Probing chiral and flavored \(Z^\prime \) from cosmic bursts through neutrino interactions

Abstract

The origin of tiny neutrino mass is an unsolved puzzle leading to a variety of phenomenological aspects beyond the Standard Model (BSM). We consider U(1) gauge extension of the Standard Model (SM) where so-called seesaw mechanism is incarnated with the help of thee generations of Majorana type right-handed neutrinos followed by the breaking of U(1) and electroweak gauge symmetries providing anomaly free structure. In this framework, a neutral BSM gauge boson \(Z^\prime \) is evolved.

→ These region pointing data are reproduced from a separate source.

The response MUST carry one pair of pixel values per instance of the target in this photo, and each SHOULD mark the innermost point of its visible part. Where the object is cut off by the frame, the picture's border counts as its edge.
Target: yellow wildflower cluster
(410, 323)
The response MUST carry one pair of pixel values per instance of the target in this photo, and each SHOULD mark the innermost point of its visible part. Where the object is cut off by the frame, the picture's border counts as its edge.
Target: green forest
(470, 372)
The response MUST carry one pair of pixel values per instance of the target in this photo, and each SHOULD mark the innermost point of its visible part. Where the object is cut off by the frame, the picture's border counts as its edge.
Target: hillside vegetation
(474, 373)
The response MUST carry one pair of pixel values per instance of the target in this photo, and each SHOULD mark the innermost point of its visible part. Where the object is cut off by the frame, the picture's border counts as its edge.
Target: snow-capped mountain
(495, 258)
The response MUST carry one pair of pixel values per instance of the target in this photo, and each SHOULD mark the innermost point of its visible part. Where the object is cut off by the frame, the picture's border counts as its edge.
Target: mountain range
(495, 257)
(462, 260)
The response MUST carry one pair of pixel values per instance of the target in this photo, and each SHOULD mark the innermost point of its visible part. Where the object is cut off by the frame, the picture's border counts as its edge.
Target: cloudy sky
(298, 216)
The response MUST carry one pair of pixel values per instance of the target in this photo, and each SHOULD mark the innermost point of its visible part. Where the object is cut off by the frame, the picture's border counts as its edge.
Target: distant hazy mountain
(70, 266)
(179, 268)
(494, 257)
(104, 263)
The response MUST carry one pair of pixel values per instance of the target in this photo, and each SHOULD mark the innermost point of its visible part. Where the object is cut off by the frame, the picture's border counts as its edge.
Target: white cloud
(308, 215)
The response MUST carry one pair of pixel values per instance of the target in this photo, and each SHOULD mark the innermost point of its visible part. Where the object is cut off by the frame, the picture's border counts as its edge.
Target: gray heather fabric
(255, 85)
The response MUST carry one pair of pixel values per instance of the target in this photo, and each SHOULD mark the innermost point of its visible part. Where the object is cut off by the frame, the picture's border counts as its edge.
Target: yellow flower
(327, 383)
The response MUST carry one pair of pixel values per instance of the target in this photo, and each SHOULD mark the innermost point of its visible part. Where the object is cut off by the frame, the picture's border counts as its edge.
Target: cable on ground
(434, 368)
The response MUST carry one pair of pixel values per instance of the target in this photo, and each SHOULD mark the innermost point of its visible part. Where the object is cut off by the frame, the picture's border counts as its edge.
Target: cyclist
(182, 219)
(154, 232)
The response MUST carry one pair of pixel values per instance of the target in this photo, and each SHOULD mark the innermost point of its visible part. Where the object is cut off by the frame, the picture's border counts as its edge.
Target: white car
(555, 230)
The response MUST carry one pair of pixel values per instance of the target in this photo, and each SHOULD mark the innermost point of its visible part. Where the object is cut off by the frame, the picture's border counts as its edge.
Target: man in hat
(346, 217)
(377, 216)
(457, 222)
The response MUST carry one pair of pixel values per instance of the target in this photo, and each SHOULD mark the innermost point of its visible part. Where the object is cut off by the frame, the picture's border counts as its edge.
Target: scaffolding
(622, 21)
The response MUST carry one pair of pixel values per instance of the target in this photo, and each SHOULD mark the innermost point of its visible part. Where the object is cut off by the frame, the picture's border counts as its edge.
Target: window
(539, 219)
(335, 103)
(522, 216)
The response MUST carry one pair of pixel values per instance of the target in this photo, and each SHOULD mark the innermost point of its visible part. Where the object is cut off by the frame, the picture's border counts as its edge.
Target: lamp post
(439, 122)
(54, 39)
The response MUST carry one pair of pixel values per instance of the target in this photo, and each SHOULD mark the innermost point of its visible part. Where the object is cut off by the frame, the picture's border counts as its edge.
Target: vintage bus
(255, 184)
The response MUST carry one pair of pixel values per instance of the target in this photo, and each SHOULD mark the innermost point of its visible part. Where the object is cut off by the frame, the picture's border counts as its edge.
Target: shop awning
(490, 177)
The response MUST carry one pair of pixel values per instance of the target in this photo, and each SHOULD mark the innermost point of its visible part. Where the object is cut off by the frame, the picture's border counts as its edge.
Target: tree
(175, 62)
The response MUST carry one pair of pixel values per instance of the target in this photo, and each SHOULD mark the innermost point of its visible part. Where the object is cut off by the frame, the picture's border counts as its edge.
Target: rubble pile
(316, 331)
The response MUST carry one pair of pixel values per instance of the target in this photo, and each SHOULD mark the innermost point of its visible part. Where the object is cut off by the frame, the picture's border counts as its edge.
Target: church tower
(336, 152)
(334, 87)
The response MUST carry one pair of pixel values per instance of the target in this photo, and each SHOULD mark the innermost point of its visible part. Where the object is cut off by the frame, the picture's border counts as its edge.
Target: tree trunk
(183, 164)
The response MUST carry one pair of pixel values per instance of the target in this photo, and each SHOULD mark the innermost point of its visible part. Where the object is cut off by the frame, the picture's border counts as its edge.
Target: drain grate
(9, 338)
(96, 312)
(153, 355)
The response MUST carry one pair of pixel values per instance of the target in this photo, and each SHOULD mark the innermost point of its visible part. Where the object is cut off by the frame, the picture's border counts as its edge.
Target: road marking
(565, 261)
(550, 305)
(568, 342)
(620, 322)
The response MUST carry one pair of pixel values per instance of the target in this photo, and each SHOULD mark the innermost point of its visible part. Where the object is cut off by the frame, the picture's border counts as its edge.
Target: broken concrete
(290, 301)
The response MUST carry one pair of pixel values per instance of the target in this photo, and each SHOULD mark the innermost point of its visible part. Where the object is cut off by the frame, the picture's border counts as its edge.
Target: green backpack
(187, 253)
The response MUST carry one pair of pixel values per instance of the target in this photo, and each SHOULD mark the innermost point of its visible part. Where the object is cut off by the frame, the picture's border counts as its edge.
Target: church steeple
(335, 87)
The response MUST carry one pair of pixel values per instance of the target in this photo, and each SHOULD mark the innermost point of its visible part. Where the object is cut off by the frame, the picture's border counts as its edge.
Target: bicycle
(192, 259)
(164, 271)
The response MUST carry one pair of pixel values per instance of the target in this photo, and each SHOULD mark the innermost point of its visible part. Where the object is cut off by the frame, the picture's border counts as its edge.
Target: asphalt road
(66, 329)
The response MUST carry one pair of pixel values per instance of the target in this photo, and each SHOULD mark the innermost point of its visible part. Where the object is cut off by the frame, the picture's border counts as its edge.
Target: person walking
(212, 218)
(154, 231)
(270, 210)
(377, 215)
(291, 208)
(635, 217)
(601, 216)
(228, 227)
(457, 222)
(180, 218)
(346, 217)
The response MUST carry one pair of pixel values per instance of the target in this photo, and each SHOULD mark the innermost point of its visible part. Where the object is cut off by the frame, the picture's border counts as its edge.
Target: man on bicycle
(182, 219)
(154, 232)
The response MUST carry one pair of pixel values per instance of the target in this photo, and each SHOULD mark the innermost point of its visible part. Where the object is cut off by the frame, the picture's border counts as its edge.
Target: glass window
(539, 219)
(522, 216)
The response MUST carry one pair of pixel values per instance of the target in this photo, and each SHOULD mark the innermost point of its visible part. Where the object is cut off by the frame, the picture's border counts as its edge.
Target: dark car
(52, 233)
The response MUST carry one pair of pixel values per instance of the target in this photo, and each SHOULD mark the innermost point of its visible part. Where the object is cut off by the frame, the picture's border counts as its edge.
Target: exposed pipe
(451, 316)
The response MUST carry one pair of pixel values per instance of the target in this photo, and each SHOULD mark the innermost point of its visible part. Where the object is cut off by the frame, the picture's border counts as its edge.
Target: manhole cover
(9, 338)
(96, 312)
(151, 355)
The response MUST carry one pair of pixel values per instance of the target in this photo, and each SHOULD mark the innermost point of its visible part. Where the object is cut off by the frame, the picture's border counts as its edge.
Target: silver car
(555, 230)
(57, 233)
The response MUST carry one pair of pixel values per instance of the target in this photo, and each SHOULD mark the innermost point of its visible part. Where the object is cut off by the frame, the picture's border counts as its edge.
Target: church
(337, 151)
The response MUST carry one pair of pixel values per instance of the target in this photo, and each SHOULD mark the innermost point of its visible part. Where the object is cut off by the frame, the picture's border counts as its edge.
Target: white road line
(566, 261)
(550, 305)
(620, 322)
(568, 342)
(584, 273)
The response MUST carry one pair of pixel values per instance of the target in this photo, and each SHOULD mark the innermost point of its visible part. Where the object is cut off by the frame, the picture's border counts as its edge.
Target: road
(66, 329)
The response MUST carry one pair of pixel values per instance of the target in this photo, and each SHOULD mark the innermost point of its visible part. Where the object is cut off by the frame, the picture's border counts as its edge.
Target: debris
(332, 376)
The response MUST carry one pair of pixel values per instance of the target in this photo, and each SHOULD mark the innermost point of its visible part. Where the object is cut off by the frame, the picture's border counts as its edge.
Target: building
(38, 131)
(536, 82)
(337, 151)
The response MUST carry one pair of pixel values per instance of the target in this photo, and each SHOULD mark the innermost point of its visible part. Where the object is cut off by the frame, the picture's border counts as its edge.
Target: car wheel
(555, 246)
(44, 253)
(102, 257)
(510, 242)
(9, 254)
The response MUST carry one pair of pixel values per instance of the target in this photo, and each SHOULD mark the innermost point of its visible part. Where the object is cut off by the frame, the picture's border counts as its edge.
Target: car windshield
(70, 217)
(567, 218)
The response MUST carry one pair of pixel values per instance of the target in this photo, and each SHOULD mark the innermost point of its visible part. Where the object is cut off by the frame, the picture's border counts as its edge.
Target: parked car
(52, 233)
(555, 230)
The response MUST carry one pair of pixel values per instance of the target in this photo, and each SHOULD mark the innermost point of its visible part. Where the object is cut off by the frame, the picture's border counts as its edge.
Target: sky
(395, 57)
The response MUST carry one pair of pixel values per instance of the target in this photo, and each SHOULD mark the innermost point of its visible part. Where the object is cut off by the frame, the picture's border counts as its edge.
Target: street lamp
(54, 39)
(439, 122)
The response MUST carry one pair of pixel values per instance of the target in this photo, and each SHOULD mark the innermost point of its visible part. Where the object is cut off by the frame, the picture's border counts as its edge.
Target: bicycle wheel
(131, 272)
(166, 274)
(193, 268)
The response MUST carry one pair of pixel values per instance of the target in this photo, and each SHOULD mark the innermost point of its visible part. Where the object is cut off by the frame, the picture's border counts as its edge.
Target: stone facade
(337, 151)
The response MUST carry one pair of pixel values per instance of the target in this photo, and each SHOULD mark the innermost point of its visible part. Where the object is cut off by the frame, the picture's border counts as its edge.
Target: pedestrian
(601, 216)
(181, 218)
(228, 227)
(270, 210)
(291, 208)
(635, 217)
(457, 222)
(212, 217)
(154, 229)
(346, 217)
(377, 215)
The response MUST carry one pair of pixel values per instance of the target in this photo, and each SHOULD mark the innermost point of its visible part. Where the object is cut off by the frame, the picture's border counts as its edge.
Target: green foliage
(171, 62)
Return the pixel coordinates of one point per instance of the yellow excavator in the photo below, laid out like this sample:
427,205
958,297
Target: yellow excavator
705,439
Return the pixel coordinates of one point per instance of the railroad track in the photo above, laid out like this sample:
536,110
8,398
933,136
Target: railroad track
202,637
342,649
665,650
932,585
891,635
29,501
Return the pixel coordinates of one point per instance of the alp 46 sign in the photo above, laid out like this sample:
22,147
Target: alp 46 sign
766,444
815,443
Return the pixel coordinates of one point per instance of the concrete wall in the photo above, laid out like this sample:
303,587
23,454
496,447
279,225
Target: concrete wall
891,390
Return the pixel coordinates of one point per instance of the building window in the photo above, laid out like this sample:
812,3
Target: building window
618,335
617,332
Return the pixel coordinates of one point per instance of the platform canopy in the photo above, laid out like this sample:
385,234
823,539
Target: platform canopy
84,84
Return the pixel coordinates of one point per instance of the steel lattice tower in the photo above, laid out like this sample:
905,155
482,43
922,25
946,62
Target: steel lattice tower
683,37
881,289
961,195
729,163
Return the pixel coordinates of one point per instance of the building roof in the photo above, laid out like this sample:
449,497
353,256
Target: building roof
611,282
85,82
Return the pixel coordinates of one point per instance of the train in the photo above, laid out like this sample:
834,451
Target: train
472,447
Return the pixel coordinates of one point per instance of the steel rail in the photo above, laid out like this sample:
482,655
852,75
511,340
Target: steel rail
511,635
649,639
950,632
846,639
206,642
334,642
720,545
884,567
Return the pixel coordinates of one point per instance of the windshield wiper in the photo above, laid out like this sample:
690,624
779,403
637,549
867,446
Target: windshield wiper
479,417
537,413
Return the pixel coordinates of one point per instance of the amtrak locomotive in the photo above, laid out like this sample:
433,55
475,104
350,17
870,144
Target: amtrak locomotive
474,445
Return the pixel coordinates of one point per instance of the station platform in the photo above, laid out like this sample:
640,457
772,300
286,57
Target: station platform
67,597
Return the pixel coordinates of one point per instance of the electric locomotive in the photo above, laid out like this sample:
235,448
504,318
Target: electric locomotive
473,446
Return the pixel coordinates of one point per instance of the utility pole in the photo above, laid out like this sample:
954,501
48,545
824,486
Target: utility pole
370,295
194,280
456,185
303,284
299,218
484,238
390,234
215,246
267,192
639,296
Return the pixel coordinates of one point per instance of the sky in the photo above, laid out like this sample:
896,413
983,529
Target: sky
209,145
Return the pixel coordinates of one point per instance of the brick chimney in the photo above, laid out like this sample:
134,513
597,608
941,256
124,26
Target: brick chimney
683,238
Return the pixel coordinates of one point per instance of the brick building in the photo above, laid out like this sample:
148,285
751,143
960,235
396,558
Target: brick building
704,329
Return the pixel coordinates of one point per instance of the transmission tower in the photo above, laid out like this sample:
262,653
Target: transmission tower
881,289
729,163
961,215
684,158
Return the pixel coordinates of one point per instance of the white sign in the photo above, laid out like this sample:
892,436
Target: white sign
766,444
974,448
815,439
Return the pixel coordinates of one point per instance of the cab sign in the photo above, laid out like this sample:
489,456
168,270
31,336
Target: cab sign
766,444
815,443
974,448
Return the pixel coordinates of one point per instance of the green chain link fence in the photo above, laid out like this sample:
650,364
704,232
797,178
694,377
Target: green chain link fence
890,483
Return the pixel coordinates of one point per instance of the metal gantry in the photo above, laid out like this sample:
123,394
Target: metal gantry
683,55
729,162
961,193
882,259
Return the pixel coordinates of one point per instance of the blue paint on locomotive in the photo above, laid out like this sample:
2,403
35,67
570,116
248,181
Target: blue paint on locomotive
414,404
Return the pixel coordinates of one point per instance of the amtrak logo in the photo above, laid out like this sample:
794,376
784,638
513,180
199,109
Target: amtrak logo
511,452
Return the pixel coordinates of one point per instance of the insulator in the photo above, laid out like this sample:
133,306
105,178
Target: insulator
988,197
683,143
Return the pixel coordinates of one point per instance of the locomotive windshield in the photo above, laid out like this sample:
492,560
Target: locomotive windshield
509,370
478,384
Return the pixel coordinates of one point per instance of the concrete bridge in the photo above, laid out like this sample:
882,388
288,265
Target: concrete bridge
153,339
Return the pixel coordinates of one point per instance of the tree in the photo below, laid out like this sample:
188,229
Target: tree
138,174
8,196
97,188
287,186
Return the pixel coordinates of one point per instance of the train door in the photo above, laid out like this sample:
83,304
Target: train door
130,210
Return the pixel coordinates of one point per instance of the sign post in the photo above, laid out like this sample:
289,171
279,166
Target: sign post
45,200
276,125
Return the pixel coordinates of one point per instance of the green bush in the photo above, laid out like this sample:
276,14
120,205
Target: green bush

To explore the properties of its interactions we consider chiral (flavored) frameworks where \(Z^\prime \) interactions depend on the handedness (generations) of the fermions. In this paper we focus on \(Z^\prime \)-neutrino interactions which could be probed from cosmic explosions. We consider \(\nu \overline{\nu } \rightarrow e^+ e^-\) process which can energize gamma-ray burst (GRB221009A, so far the highest energy) through energy deposition. Hence estimating these rates we constrain U(1) gauge coupling \((g_X)\) and \(Z^\prime \) mass \((M_{Z^\prime })\) under Schwarzchild (Sc) and Hartle-Thorne (HT) scenarios. We also study \(\nu \)-DM scattering through \(Z^\prime \) to constrain \(g_X-M_{Z^\prime }\) plane using IceCube data considering high energy neutrinos from cosmic blazar (TXS0506+056), active galaxy (NGC1068), the Cosmic Microwave Background (CMB) and the Lyman-\(\alpha \) data, respectively. Finally highlighting complementarity we compare our results with current and prospective bounds on \(g_X-M_{Z^\prime }\) plane from scattering, beam-dump and \(g-2\) experiments. [PICS code].